Tubular joints are important connecting parts of a welded steel tube structure. The S-N curves based on the hot spot stress (HSS) method are often used to evaluate the fatigue life of tubular joints in practical engineering. The stress concentration factor (SCF) is a key parameter to calculate HSS. In this paper, stress concentration tests of hollow-section and concrete-filled double-skin tubular (CFDST) K-joints were carried out, respectively, and then finite element models of K-joints considering the weld were established. The developed models were validated with the experimental results. The influence of key geometrical parameters, such as the diameter ratio of brace to chord β, the diameter to thickness ratio of chord γ, the wall thickness ratio of brace to chord τ, brace angle θ, and hollow section ratio ζ on the distribution and key position of SCFs along the weld toe, was discussed. Parametric studies were conducted to obtain the calculating equations for the SCF values of CFDST K-joints. The results demonstrate that infill concrete can effectively reduce SCFs along the weld on the chord. When the hollow section ratio was reduced to 0.317, the SCF was reduced by 77.2%. Notably, the SCF reduction rate was sensitive to γ and θ, with a decrease observed as γ increased.

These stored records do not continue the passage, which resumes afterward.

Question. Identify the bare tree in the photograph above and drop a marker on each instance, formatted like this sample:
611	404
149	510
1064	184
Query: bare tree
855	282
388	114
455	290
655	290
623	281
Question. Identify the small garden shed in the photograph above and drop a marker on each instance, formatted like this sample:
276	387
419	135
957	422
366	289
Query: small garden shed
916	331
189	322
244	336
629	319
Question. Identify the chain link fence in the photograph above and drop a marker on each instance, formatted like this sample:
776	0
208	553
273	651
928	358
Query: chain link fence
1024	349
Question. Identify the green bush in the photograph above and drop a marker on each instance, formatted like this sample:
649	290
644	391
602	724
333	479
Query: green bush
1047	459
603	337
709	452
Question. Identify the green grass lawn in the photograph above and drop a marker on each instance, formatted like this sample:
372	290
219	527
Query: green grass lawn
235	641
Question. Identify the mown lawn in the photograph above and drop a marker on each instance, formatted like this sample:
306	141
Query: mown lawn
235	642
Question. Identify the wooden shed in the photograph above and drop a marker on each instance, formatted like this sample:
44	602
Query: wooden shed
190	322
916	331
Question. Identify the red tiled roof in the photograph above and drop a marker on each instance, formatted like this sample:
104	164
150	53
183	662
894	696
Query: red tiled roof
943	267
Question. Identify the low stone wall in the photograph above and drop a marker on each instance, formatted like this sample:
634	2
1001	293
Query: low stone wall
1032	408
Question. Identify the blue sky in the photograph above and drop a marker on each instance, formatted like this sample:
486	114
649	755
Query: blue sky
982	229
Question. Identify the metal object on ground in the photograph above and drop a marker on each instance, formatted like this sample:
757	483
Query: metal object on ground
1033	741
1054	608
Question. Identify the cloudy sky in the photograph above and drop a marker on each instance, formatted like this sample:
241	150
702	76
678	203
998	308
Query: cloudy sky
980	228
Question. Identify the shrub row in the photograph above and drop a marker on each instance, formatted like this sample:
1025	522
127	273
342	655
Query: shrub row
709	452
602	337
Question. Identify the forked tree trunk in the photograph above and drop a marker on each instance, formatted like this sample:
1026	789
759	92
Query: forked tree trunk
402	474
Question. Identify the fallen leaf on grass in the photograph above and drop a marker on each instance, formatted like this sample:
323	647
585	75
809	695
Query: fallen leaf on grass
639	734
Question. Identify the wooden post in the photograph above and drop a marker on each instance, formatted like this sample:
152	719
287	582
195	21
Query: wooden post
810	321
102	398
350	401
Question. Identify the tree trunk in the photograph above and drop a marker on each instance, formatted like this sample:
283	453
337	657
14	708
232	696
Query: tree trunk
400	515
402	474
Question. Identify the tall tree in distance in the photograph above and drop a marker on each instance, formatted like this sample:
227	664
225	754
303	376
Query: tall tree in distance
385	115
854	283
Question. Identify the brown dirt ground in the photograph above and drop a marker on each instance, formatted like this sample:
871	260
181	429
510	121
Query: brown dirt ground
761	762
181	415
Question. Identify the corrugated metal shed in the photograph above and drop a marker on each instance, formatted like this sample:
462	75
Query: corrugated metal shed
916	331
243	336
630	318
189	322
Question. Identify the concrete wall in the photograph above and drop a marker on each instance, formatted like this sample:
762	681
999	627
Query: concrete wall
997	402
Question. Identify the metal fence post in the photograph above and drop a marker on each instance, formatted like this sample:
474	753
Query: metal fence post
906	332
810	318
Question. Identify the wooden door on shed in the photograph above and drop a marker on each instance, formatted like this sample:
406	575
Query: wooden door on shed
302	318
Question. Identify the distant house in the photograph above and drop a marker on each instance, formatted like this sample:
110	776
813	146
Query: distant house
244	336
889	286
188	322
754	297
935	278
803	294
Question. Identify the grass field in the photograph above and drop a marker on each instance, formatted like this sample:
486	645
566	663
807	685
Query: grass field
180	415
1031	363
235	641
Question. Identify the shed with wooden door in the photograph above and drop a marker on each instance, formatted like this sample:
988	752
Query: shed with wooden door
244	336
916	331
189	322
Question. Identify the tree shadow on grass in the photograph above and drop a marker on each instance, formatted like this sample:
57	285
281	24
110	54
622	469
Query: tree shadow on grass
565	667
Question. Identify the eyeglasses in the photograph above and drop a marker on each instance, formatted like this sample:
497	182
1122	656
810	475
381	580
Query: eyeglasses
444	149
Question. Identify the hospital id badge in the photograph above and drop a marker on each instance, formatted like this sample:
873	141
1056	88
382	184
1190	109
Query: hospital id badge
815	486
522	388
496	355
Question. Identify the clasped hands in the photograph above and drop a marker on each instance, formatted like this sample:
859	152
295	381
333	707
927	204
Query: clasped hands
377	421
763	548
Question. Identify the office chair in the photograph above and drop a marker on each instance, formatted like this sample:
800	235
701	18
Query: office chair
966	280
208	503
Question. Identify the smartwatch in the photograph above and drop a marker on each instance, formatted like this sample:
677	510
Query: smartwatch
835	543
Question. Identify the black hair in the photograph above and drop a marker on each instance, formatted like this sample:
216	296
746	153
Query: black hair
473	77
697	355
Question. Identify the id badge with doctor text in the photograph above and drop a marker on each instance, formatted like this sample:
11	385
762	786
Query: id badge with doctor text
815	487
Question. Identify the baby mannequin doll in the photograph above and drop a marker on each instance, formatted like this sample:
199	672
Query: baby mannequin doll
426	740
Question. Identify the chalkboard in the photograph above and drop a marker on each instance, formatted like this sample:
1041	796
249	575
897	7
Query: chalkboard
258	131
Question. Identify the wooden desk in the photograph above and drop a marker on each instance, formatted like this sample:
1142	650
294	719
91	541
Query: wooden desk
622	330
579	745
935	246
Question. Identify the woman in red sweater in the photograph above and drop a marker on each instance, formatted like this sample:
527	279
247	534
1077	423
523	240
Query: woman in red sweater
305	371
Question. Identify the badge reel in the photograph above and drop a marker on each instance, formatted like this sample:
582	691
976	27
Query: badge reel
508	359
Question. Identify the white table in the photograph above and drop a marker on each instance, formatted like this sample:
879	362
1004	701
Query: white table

The hollow section ratio ζ had a less pronounced effect on SCF distribution patterns, but as ζ decreased, the chord’s stiffness improved, suggesting a potential approach to enhance joint performance. The distribution of SCFs is similar for joints of the same type but different geometric configurations. The innovatively integrated hollow section ratio in the CFDST design equation significantly simplifies and enhances the precision of SCF calculations for CFDST K-joints.